Medicine and Health
Real-time deep learning-assisted mechano-acoustic system for respiratory diagnosis and multifunctional classification
H. K. Lee, S. U. Park, et al.
Discover an innovative approach to real-time respiratory pattern monitoring using a wireless mechano-acoustic sensor integrated with a deep learning system. This groundbreaking research conducted by Hee Kyu Lee, Sang Uk Park, Sunga Kong, Heyin Ryu, Hyun Bin Kim, Sang Hoon Lee, Danbee Kang, Sun Hye Shin, Ki Jun Yu, Juhee Cho, Joohoon Kang, Il Yong Chun, Hye Yun Park, and Sang Min Won could revolutionize COPD diagnosis, providing a promising alternative to traditional spirometry.

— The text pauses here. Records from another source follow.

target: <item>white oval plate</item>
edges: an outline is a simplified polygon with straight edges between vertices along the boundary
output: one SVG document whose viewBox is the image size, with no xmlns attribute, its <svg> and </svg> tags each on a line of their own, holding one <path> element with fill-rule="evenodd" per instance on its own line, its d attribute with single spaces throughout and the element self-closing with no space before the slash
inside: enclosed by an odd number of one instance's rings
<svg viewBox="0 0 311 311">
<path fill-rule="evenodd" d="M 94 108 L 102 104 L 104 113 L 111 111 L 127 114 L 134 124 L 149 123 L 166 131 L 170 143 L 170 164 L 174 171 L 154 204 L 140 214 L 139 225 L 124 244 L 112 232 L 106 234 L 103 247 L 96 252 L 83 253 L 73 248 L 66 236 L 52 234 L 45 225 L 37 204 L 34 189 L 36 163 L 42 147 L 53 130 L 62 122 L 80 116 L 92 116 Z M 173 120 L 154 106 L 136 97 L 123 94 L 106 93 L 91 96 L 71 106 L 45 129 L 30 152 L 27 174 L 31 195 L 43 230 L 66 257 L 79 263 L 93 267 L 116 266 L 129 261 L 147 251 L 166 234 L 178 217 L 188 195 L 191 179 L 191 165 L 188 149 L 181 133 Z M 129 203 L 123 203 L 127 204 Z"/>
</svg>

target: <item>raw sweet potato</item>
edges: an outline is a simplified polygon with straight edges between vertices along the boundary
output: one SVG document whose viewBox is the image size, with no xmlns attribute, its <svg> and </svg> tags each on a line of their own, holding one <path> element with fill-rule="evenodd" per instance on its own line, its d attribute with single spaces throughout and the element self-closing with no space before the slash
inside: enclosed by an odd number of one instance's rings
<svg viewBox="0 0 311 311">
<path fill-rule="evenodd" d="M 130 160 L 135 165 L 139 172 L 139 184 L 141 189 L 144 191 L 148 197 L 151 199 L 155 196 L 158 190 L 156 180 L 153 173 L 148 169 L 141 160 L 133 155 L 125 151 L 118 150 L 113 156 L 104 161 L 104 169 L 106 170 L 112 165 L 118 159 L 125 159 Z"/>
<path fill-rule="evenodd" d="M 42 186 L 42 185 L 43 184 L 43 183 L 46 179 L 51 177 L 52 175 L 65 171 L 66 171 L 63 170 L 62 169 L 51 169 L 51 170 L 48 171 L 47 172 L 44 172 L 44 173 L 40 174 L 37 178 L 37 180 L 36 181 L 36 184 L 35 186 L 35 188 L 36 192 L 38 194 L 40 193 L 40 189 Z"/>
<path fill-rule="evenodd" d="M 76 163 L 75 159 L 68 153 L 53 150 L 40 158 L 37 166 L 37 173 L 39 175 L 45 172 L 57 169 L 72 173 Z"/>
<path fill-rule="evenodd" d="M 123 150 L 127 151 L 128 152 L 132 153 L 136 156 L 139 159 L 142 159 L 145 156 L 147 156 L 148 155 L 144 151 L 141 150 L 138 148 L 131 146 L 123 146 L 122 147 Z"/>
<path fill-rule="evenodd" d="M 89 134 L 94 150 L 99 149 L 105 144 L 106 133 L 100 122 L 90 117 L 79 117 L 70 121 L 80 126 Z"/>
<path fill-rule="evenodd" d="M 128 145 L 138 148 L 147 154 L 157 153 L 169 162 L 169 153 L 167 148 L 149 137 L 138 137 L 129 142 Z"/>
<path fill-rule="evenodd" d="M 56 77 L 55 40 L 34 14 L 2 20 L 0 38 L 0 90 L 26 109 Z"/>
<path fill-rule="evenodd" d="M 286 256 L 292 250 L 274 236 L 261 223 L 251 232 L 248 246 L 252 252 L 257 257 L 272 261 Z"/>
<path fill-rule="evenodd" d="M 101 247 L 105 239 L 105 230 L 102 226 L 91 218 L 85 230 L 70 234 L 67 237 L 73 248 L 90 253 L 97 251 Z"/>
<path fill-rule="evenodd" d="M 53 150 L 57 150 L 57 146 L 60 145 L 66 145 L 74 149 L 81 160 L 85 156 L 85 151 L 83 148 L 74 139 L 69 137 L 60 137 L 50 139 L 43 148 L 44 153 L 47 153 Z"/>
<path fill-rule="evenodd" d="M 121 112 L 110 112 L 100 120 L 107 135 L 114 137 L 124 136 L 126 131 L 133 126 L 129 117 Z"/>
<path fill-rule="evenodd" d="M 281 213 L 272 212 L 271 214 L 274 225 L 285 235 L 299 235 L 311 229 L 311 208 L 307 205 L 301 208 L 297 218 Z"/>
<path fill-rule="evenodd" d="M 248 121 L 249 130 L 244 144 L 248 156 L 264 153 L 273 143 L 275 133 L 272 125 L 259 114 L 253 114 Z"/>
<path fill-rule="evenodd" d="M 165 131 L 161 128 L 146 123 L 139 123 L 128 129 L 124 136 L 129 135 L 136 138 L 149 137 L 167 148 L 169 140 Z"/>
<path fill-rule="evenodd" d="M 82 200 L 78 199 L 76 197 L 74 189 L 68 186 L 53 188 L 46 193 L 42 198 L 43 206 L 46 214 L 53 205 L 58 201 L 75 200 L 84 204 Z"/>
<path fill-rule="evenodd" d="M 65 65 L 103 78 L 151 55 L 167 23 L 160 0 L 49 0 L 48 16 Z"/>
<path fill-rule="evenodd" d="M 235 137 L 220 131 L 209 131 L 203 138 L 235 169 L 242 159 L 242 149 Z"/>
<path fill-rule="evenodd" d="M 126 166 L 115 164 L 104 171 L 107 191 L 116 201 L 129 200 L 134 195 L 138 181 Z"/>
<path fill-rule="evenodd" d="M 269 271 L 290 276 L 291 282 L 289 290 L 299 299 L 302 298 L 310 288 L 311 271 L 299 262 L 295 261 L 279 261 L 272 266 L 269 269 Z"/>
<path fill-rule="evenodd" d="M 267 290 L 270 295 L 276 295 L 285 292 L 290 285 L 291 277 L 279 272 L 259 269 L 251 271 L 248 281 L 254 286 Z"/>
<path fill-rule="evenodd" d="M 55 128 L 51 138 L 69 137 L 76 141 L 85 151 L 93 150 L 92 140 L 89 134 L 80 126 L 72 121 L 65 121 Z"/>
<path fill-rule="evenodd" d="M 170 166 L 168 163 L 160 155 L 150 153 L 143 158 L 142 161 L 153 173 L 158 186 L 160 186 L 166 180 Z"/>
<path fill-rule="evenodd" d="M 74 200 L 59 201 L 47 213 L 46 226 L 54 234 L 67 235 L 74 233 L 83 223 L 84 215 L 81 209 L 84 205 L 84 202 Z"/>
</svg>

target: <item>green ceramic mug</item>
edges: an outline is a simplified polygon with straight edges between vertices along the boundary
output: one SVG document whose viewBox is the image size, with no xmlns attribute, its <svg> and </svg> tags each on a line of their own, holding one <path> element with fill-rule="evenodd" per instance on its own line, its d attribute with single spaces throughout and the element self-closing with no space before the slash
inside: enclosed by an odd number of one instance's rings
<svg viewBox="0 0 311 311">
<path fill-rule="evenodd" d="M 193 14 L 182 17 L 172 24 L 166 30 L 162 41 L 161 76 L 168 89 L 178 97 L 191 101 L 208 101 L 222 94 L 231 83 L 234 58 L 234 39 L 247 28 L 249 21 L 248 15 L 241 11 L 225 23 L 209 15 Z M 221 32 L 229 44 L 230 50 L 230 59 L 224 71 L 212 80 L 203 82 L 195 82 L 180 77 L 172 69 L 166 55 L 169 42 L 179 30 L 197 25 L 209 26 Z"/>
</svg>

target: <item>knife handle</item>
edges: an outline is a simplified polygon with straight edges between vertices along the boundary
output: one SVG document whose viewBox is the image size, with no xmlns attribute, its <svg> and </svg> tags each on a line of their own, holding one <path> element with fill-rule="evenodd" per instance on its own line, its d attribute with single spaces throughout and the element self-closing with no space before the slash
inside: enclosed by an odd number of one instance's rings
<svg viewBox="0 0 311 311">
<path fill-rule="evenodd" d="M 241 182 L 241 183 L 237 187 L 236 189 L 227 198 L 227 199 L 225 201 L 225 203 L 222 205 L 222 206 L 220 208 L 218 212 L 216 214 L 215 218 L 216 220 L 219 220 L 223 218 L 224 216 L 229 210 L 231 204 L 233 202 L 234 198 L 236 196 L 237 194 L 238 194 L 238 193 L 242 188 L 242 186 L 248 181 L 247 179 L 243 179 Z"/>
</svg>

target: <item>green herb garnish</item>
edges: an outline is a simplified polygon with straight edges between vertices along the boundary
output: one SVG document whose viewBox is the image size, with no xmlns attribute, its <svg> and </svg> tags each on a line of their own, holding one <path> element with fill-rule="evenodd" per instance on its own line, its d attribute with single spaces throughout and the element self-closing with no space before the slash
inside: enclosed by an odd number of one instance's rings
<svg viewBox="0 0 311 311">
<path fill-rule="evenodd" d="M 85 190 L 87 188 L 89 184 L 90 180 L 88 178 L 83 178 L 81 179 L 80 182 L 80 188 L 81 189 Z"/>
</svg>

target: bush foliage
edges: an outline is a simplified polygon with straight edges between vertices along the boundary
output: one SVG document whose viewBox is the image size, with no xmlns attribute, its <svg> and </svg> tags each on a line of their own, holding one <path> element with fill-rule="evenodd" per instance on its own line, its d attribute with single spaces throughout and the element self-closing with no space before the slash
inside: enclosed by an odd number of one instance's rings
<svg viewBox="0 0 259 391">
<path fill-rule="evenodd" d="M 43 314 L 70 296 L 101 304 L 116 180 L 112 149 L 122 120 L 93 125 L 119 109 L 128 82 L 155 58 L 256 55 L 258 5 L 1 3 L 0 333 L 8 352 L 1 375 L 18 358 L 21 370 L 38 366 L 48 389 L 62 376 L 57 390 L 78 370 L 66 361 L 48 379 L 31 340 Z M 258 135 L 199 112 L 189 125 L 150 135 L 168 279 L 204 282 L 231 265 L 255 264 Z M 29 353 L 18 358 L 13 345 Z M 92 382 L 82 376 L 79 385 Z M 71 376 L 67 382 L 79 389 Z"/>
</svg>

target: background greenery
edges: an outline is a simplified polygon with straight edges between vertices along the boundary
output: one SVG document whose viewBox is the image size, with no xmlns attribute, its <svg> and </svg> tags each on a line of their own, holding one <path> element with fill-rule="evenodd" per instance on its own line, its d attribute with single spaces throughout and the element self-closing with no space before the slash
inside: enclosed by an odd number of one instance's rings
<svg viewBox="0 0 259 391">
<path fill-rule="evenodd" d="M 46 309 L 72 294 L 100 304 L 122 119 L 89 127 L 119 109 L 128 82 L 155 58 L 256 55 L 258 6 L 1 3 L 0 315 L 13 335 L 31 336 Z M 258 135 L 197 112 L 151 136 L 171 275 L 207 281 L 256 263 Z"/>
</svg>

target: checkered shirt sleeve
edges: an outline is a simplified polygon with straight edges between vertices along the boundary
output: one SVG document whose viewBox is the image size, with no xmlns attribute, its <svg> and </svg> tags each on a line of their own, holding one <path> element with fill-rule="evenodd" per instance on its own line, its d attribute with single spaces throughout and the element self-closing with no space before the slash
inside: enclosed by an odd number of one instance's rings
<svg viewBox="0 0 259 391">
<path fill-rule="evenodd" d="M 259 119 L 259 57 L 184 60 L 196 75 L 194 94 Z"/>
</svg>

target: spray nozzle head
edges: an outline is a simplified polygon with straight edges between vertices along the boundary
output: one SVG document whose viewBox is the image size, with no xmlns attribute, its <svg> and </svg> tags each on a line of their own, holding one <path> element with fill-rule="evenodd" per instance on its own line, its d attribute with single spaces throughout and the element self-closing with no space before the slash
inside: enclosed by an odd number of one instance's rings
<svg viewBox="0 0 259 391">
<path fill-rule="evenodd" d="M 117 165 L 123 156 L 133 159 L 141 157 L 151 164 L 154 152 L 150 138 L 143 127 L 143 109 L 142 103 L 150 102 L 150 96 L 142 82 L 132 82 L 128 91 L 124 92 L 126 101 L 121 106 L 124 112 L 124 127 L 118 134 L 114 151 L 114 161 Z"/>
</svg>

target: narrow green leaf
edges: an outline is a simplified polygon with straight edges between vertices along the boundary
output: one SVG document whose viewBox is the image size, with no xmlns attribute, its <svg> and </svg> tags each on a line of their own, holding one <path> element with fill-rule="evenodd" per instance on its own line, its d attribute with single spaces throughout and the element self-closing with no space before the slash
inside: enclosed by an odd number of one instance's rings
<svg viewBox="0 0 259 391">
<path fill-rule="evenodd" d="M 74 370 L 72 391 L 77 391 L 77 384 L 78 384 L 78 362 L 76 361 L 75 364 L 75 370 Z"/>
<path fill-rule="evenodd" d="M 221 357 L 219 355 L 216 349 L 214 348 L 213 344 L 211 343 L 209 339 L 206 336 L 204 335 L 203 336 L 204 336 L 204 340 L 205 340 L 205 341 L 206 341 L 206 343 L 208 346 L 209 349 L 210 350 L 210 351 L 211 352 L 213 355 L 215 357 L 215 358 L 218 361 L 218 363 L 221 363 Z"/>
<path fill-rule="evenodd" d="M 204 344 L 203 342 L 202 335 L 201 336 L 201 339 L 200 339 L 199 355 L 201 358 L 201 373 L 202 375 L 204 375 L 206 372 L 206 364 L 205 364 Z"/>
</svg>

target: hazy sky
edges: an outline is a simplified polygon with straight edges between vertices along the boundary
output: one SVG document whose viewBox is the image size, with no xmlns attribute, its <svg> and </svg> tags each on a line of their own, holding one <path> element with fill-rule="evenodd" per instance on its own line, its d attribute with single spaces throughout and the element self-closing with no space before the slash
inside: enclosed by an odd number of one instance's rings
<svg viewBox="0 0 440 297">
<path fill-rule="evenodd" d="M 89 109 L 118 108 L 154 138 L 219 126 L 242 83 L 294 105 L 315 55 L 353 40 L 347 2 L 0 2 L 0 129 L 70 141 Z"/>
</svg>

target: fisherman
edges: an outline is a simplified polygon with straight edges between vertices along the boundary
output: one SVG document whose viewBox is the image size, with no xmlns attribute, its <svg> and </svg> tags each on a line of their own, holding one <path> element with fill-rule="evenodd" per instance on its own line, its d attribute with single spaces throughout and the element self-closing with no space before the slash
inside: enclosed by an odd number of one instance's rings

~3 min • Beginner • English
Introduction
The study addresses the need for robust, real-time, noninvasive monitoring and classification of respiratory-related signals, including COPD severity, using epidermal mechano-acoustic sensing at the laryngeal area coupled with deep learning. Existing clinical diagnostics like spirometry, while standard for COPD, require trained staff, clinical settings, and strong patient cooperation, contributing to underutilization and reduced diagnosis rates. Flexible epidermal sensors and digital processing can capture high-resolution physiological signals with improved coupling and SNR, but prior systems often relied on microphones susceptible to environmental noise and lacked real-time operation. The purpose is to develop and validate a wireless, flexible, skin-mounted accelerometer-based mechano-acoustic system with a mobile interface and a server-side multi-modal deep learning pipeline to classify spoken phrases, user and gender characteristics, and COPD severity in real time.
Literature Review
Prior work has demonstrated that mechano-acoustic and acoustic sensing of vocal fold oscillations can reflect respiration, phonation, and cardiac activity, typically processed in the frequency domain. Microphone-based COPD studies extracted acoustic parameters (e.g., jitter, shimmer) to distinguish patient characteristics, but these approaches are noise-prone, lack real-time monitoring, and often have limited operational durations. Long-term monitoring has shown systematic changes in COPD patients’ outputs relative to short-term observations, underscoring the need for stable attachment and comfort. Mechano-acoustic approaches are less susceptible to ambient noise than microphones and can maintain high SNR via conformal skin contact. Emerging deep learning methods for speech and biomedical acoustics motivate multi-feature spectral representations (mel spectrum, MFCC, chroma) and CNN-based models for improved classification.
Methodology
Hardware and device: A flexible, epidermally mounted mechano-acoustic sensor is built on a flexible PCB housing active and passive components, including a triaxial accelerometer and a Bluetooth Low Energy (BLE) SoC. The sensor is encapsulated in PDMS (elastic modulus ~1.32 MPa) to ensure conformal contact and durability during repeated bending. A polypropylene film (elastic modulus ~1.3 GPa) enhances structural integrity and reduces skin strain during removal. Medical-grade silicone/acrylic adhesive provides stable, biocompatible skin attachment with adhesion strength ~−90 N m−1 and peel strength ~−60 N m−1 after 24 h. Power is supplied by a 3.3 V CR2032 coin cell (240 mAh). The system samples the accelerometer at 1 kHz (z-axis SAADC channel; accelerometer bandwidth ~500 Hz) and streams data wirelessly via BLE to a tablet application and then to a server.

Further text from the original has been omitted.